Fascinating, and, from my point of view, sweetly progressive.  So we’ve reared a generation who doesn’t take their cues from mom and dad, sexually or financially, and who won’t make outrageous payments on the kind of monster house too many people got stuck with in the last few years.  On top of that, they may well not support General Motors.  Or Honda. 

Why?  Technology, say the authors, smart phones at a grand a month competing and beating the tired old investment in great wheels.  Cool means connected, not a chariot.

“In short,” the authors say, “the future of the house might look a lot like the future of the car:  smaller, cheaper, built for a new economy.”  Sound familiar?  If you’ve been to Europe it does.

Imagine that, the children of freedom may well be changing America into Europe.

An astounding thought, really:  the children of Republicans may well be opting out of the bootstraps rat race in favor of diminutive houses and denters, used cars that fit with their own new forms of urban living.  Now that’s interesting.

I’ve never been able to understand how it is that the right wing can demonize European life the way they do.  I know there’s Greece and Spain and even Italy, but there’s also Germany and the Netherlands.  The demon, of course, is in a word–socialism, which is to say communism, which is to say loss of freedom.

Wouldn’t it be interesting if all of that political combat were little more than semantics?  What millennials are up to is reforming the way they’re choosing to live their lives in ways that may well resemble Amsterdam more than Phoenix, Berlin than Denver.  Enough to put a smile on this old man’s chops.

Perhaps all is not lost.  And I while I do own a pitchfork, I don’t have bibs.

Yet.

James C. Schaap

James Calvin Schaap is a retired English prof who has been something of a writer for most of the last 40 years.
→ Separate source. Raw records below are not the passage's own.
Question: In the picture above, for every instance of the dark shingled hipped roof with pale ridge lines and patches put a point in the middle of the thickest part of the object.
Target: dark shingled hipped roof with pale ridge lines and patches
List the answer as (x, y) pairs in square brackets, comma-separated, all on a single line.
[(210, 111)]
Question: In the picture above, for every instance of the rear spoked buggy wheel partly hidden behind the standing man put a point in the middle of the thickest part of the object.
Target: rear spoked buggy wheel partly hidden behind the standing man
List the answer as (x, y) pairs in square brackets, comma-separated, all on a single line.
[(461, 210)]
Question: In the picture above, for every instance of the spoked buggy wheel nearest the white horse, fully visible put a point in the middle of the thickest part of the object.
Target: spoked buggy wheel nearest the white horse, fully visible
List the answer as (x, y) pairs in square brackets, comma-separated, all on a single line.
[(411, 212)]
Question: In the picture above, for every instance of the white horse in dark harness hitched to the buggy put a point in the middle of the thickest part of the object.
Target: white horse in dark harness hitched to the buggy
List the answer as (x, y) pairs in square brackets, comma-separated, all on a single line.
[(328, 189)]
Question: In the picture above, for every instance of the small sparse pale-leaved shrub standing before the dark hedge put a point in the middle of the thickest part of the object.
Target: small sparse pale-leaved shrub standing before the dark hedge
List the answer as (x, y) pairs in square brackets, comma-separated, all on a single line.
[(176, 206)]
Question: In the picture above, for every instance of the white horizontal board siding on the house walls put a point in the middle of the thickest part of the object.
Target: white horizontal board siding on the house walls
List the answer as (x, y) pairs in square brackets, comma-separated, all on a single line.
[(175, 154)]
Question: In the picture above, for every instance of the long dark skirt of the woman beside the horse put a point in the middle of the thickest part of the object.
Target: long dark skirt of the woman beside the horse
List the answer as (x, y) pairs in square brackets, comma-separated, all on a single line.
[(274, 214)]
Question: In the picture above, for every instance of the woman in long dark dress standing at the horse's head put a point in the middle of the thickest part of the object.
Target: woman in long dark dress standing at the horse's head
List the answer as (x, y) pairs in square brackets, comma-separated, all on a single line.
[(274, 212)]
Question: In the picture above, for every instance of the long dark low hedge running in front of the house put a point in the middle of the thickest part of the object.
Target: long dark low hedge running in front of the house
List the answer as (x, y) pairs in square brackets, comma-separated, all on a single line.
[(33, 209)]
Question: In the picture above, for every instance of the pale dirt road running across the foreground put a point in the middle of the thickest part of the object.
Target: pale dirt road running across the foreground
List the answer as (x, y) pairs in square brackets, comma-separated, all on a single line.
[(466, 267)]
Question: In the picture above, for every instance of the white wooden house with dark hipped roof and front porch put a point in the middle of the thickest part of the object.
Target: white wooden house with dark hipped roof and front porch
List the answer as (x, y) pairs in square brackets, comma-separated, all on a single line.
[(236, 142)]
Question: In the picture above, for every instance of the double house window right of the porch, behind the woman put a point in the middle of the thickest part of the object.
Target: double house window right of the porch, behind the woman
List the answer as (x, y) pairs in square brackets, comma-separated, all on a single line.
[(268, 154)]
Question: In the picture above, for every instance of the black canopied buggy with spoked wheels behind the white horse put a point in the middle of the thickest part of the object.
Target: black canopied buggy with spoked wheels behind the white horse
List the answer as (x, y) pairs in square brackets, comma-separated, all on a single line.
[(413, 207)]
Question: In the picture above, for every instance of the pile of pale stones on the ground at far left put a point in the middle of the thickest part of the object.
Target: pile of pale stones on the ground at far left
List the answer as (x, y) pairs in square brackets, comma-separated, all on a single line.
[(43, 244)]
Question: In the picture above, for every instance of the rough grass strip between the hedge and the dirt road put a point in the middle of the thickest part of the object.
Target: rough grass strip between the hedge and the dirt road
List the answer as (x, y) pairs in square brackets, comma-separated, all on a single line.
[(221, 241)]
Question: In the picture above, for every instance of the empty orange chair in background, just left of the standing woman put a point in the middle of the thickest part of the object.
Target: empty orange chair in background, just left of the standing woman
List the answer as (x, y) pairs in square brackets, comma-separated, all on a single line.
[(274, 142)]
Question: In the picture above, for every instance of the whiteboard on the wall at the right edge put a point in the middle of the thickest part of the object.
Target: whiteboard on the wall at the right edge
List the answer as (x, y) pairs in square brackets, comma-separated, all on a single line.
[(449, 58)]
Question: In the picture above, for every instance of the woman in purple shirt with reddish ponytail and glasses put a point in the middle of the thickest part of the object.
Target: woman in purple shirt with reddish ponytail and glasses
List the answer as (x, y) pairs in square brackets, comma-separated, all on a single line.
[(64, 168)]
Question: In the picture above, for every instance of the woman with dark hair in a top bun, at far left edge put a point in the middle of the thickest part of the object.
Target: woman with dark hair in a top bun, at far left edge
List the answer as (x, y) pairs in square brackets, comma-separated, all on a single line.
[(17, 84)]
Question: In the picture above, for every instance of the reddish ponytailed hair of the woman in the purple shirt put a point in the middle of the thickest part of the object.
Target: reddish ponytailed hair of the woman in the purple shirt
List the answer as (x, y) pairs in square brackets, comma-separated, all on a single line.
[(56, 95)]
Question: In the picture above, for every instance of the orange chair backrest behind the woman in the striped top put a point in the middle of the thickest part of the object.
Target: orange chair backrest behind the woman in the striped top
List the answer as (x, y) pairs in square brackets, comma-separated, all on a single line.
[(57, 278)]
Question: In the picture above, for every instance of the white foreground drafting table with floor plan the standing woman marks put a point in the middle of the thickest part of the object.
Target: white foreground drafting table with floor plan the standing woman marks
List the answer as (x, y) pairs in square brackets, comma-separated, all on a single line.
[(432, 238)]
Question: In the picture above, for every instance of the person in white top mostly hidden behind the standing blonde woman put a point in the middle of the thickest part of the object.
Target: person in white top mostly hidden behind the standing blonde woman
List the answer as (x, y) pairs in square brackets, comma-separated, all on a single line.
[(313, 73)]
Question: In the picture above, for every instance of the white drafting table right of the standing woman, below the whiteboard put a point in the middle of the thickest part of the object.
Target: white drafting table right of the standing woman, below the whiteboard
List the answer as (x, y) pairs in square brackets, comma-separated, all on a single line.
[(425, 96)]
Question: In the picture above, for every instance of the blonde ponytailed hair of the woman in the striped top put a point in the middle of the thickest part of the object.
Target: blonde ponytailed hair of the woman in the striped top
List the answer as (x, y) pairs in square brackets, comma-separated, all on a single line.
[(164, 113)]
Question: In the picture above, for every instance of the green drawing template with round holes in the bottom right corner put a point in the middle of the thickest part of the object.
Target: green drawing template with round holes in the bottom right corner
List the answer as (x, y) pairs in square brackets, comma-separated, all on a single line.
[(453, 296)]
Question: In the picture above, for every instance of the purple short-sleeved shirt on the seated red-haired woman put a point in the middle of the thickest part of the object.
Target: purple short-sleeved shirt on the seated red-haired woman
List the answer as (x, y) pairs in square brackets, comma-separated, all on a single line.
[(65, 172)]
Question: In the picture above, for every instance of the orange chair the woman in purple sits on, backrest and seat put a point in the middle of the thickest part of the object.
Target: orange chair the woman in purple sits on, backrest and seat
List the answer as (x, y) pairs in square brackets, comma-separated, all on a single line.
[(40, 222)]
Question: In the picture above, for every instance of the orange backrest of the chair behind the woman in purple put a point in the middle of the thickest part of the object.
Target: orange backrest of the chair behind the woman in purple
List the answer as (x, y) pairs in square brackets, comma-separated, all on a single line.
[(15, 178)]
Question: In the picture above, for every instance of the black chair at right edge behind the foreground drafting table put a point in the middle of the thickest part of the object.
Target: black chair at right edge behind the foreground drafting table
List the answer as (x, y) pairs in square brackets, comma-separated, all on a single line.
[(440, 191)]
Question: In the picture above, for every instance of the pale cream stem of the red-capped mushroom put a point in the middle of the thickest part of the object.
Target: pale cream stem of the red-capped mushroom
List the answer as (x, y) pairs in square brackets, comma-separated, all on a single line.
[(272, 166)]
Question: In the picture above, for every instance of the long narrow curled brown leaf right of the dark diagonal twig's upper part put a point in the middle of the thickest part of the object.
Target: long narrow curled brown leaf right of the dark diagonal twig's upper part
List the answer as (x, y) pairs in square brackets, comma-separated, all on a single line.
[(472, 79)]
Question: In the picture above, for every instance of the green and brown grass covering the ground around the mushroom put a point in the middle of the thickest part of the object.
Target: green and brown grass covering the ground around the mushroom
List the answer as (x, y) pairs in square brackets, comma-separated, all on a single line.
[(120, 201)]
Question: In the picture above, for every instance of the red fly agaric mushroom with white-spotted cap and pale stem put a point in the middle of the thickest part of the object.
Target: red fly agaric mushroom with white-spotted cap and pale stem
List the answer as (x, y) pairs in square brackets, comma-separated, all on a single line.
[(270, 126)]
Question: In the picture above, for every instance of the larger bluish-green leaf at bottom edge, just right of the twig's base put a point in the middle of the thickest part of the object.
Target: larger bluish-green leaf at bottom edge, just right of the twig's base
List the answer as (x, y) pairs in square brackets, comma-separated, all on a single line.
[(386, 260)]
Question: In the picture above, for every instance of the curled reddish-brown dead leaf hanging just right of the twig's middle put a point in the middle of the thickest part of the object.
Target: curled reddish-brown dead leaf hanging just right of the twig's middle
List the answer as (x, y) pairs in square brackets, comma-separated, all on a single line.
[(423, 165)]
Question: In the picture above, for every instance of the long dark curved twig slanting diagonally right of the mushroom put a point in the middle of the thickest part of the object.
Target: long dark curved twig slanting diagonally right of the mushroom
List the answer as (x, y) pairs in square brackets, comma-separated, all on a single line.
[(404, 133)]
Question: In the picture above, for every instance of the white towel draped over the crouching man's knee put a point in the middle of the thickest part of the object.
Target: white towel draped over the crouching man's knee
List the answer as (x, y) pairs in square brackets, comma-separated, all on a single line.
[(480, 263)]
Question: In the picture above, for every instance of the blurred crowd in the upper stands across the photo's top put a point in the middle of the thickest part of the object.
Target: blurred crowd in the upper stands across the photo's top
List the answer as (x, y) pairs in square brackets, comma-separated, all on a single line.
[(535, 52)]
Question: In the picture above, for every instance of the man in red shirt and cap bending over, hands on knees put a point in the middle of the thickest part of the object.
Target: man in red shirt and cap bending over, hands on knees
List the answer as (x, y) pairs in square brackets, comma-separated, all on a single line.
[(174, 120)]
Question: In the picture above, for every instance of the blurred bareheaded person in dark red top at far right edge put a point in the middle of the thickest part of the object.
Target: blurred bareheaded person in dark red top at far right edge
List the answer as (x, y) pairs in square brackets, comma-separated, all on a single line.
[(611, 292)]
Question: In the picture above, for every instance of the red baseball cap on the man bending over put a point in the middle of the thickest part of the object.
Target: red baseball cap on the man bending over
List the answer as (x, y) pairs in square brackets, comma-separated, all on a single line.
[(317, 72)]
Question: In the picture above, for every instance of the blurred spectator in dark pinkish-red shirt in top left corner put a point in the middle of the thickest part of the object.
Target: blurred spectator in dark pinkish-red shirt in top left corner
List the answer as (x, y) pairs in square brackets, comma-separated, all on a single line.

His latest work, a novel, Looking for Dawn, set in reservation country, is the story of two young women joined by their parents' mutual brokenness and, finally, a machine-shed sacrament of reconciliation. He writes and narrates a weekly essay on regional history for KWIT, public radio, Sioux City, Iowa. He and his wife Barbara live on the northern edge of Alton, Iowa, the Sgt. Floyd River a hundred yards or so from their back door. They have a cat--rather, he has them.